The enzyme of the insulin precurosor that comparative example's 3 single stage method are carried out is cut transpeptidation reaction
The insulin precurosor supernatant liquor of Pichi strain secreting, expressing obtains protein powder through preliminary purification (purifying mode is ion-exchange and reversed phase chromatography) freeze-drying.Taking mol ratio is insulin precursor protein lyophilized powder and the tertiary butyl ether threonine tert-butyl ester (Thr (But)-OBut) of 1:200, complete to dissolving by dimethyl sulfoxide (DMSO) (DMSO), add again 1 successively, 4-butyleneglycol, pH is the Tris damping fluid of 6.5 0.5M, wherein the volume ratio of DMSO, 0.5M Tris (pH6.5), BDO is 15:15:70, and the final concentration of insulin precurosor is 5mM.Finally add trypsinase, trypsinase and insulin precurosor mass ratio 1:40, stirring reaction 24h at 25 DEG C, by the HAc termination reaction of the 1.0M of 2 times of volumes, obtains insulin-ester (desB30-Thr (But)-OBut) solution after transpeptidation reaction.What HPLC detected respectively 0h, 10h, 20h and 24h turns peptide efficiency, and wherein the peptide efficiency that turns of 10h, 20h and 24h is respectively 26.7%, 42.7% and 41.8%.

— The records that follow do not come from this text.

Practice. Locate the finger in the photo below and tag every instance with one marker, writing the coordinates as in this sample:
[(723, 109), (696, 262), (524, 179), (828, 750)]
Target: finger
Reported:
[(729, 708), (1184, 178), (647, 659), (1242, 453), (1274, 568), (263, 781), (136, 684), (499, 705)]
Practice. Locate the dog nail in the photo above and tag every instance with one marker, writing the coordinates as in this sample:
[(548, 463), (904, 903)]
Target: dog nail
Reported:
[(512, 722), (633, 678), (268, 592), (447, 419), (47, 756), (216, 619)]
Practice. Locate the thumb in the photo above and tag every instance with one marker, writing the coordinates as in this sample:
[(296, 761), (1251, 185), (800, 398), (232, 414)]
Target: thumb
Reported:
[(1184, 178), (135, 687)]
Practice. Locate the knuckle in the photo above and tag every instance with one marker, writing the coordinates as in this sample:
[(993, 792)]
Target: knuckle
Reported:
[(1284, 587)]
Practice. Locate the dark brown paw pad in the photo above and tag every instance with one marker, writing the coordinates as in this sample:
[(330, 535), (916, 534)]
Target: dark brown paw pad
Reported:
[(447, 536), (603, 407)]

The enzyme of the insulin precurosor that comparative example's 4 single stage method are carried out is cut transpeptidation reaction
The insulin precurosor supernatant liquor of Pichi strain secreting, expressing obtains protein powder through preliminary purification (purifying mode is ion-exchange and reversed phase chromatography) freeze-drying.Taking mol ratio is insulin precursor protein lyophilized powder and the tertiary butyl ether threonine tert-butyl ester (Thr (But)-OBut) of 1:100, complete to dissolving by dimethyl sulfoxide (DMSO) (DMSO), add again 1 successively, 4-butyleneglycol, pH is the Tris damping fluid of 6.5 0.5M, wherein the volume ratio of DMSO, 0.5M Tris (pH6.5), BDO is 15:15:70, and the final concentration of insulin precurosor is 8mM.Finally add trypsinase, trypsinase and insulin precurosor mass ratio 1:30, stirring reaction 24h at 25 DEG C, by the HAc termination reaction of the 1.0M of 2 times of volumes, obtains insulin-ester (desB30-Thr (But)-OBut) solution after transpeptidation reaction.What HPLC detected respectively 0h, 10h, 20h and 24h turns peptide efficiency, and wherein the peptide efficiency that turns of 10h, 20h and 24h is respectively 27.8%, 43.4% and 41.7%.